Modern Rural Sports
by
Jeff Peters must be reminded. Whenever he is called upon, pointedly, for a story, he will maintain that his life has been as devoid of incident as the longest of Trollope’s novels. But lured, he will divulge. Therefore I cast many and divers flies upon the current of his thoughts before I feel a nibble.
“I notice,” said I, “that the Western farmers, in spite of their prosperity, are running after their old populistic idols again.”
“It’s the running season,” said Jeff, “for farmers, shad, maple trees and the Connemaugh river. I know something about farmers. I thought I struck one once that had got out of the rut; but Andy Tucker proved to me I was mistaken. ‘Once a farmer, always a sucker,’ said Andy. ‘He’s the man that’s shoved into the front row among bullets, ballots and the ballet. He’s the funny-bone and gristle of the country,’ said Andy, ‘and I don’t know who we would do without him.’
“One morning me and Andy wakes up with sixty-eight cents between us in a yellow pine hotel on the edge of the pre-digested hoe-cake belt of Southern Indiana.
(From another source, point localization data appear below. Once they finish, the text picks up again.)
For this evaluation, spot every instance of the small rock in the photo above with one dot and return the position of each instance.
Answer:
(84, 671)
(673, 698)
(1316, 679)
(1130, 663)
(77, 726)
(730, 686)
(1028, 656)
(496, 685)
How we got off the train there the night before I can’t tell you; for she went through the village so fast that what looked like a saloon to us through the car window turned out to be a composite view of a drug store and a water tank two blocks apart. Why we got off at the first station we could, belongs to a little oroide gold watch and Alaska diamond deal we failed to pull off the day before, over the Kentucky line.
“When I woke up I heard roosters crowing, and smelt something like the fumes of nitro-muriatic acid, and heard something heavy fall on the floor below us, and a man swearing.
“‘Cheer up, Andy,’ says I. ‘We’re in a rural community. Somebody has just tested a gold brick downstairs. We’ll go out and get what’s coming to us from a farmer; and then yoicks! and away.’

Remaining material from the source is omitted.